I am looking for a way to easily evaluate individual molecular orbitals on a grid(assuming a single determinant method for now) in PySCF.
I am aware on how to generate efficient grids for real-space integration (see here for example), and I've also managed to find out how to evaluate the electron density on these grid points, with the following general code for example
def gen_matrix_element(function_to_eval, molecule, myhf, args):
matelements = np.asarray([])
for position in grid.coords:
real_space_value = function_to_eval(r, theta, phi, args)
matelements = np.append(matelements, real_space_value)
dm1 = myhf.make_rdm1(ao_repr=True)[0] + myhf.make_rdm1(ao_repr=True)[1]
ao_value = dft.numint.eval_ao(molecule, grid.coords, deriv=0)
rho = dft.numint.eval_rho(molecule, ao_value, dm1) # Density on the same grid
combined = grid.weights * matelements
integral = np.dot(rho.T, combined.T)
return integral
I am not quite certain, however, what is the procedure if I would want to return the integral value for each molecular orbital individually.
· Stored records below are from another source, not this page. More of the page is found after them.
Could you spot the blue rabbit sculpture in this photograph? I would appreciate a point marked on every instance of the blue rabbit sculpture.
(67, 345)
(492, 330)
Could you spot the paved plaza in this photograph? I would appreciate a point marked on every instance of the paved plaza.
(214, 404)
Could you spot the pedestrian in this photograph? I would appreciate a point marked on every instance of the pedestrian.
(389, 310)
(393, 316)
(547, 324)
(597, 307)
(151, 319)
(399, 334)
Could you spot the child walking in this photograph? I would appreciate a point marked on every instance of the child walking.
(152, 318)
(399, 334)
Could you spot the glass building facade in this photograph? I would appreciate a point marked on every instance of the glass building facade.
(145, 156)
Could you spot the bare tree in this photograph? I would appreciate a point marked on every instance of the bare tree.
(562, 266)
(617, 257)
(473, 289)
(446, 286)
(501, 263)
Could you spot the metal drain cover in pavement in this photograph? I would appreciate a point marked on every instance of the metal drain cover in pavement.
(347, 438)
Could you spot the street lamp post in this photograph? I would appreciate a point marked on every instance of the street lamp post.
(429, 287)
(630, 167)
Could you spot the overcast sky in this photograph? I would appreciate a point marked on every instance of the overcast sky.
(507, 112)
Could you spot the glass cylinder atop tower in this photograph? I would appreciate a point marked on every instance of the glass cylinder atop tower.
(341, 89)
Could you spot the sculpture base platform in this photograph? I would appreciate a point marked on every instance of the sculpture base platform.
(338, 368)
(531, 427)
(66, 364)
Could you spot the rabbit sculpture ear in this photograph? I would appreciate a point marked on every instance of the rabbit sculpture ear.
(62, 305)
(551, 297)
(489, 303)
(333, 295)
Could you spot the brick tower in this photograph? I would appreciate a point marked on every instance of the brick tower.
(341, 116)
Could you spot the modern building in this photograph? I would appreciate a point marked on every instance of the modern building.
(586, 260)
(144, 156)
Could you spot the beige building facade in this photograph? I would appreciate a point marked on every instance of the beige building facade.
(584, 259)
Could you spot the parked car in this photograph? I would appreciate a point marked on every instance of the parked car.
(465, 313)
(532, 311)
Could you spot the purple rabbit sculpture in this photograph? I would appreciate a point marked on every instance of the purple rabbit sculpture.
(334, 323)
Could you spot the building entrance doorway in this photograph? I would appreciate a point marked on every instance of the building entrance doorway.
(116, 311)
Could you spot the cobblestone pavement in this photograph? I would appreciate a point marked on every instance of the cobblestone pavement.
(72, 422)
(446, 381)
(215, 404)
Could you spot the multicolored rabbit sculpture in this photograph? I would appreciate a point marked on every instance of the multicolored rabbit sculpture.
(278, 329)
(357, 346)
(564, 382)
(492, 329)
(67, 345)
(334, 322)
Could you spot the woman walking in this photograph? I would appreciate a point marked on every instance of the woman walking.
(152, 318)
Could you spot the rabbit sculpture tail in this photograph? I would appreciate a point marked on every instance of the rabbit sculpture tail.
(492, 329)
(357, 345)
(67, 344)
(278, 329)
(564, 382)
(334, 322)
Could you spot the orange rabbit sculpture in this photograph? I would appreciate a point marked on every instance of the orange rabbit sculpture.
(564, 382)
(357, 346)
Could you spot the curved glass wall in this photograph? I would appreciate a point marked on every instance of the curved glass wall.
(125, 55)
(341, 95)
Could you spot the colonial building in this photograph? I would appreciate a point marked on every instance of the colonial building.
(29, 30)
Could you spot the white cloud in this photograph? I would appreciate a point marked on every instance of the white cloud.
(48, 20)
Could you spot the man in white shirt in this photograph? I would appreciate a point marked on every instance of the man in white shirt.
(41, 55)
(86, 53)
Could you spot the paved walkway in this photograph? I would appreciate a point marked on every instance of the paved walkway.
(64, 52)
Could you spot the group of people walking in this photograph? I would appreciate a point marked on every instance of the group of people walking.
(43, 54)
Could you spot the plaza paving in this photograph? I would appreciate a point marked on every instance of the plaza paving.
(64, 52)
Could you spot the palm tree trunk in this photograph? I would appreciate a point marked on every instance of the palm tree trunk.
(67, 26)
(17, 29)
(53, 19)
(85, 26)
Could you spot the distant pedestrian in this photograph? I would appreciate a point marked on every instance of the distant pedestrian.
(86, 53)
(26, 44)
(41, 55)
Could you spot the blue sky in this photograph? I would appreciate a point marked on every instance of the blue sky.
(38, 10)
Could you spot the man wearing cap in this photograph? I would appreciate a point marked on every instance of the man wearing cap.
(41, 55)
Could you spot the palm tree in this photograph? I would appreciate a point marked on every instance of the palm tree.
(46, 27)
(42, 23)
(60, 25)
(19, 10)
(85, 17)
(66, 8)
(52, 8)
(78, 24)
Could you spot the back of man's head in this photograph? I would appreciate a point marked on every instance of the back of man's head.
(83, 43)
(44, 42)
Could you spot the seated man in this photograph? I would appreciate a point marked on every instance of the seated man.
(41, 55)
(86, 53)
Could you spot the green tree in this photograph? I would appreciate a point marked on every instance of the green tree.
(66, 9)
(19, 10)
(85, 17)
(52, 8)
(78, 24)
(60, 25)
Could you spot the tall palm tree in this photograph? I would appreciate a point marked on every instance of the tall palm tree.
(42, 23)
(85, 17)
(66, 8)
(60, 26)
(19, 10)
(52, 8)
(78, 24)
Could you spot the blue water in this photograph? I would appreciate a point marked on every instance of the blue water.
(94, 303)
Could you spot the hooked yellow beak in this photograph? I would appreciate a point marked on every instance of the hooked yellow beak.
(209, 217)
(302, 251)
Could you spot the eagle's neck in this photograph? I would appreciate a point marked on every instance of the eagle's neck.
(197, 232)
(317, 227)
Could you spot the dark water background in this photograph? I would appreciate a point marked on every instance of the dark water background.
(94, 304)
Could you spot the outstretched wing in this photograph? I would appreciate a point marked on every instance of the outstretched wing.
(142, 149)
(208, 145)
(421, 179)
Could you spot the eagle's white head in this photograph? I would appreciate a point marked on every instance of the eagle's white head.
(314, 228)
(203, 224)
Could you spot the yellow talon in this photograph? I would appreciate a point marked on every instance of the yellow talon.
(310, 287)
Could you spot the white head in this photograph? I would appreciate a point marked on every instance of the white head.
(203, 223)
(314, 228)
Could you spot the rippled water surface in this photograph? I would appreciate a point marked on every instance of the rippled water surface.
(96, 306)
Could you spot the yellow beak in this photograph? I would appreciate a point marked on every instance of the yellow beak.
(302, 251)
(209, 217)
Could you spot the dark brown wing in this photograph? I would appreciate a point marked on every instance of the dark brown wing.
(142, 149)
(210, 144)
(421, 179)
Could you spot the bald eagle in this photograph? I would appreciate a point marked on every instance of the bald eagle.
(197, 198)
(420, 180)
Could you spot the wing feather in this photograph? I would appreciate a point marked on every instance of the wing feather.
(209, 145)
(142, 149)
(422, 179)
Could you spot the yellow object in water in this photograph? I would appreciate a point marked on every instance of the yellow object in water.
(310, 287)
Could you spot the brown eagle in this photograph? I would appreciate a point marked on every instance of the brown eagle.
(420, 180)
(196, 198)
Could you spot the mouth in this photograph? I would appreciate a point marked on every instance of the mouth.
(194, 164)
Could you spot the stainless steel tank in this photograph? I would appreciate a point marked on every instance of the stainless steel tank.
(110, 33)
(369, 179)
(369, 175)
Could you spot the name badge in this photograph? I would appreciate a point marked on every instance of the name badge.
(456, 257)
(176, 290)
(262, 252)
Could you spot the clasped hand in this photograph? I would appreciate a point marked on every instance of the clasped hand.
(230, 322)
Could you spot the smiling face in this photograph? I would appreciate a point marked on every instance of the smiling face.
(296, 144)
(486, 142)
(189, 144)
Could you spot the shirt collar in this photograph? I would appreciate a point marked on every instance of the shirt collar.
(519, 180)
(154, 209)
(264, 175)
Is there a similar function to dft.numint.eval_rho
for molecular orbitals?
I also assume that if I sum over all the occupied molecular orbitals, I get the same result as I would get having used the full electron density - is this correct?
Edit: I've tried the implementation suggested above, but I am a bit unsure on what the numbers mean.
My current code is the following
#!/usr/bin/env python
import numpy as np
import pyscf
from pyscf import gto, scf, tools, dft, ao2mo
from scipy.special import sph_harm
import math as m
###
# Initialize the molecule and the calculation
###
def setup_system():
mol = gto.M( # Change atom here
atom = [["He", (0.0, 0.0, 0.0)], ["He", (1.0, 0.0, 0.0)]],
basis = {'He': 'aug-cc-pvtz'},
spin=0,
charge=0,
verbose=0
)
mol.build()
# Unperturbed calculators
mf0 = dft.UKS(mol)
mf0.xc = 'PBE0'
e0 = mf0.kernel()
# Grid for spatial integration
grid = pyscf.dft.gen_grid.Grids(mol)
grid.level = 7
grid.build()
return mol, mf0, grid, e0
def print_mo_on_grid(molecule, calculator, grid):
ao = molecule.eval_gto('GTOval', grid.coords)
mo = np.einsum('gi,xij->xgj', ao, calculator.mo_coeff)
return ao, calculator.mo_coeff, mo
molecule, calculator, grid, e0 = setup_system() # setting up the calculation
ao_vals, mo_coeff, mo_vals = print_mo_on_grid(molecule, calculator, grid)
print("ao vals shape: ",ao_vals.shape)
print("mo vals shape: ",mo_vals.shape)
print("mo coeff shape: ",mo_coeff.shape)
This code results in the following printout:
ao vals shape: (79368, 46)
mo vals shape: (2, 79368, 46)
mo coeff shape: (2, 46, 46)
I understand the shape of the ao_vals
variable: for 79368 grid points, I get the value of each of the 46 basis functions. I already don't fully get the shape of the MO coeff tensor - I assume the first number is 2 because of the UKS calculation I'm doing, but why is that even needed? Can't I have a (46, 46) matrix? And I guess this weird shape messes up the mo_vals
variable too - I'd have expected a vector of 79368 elements, but I don't know how to interpret the current shape at all.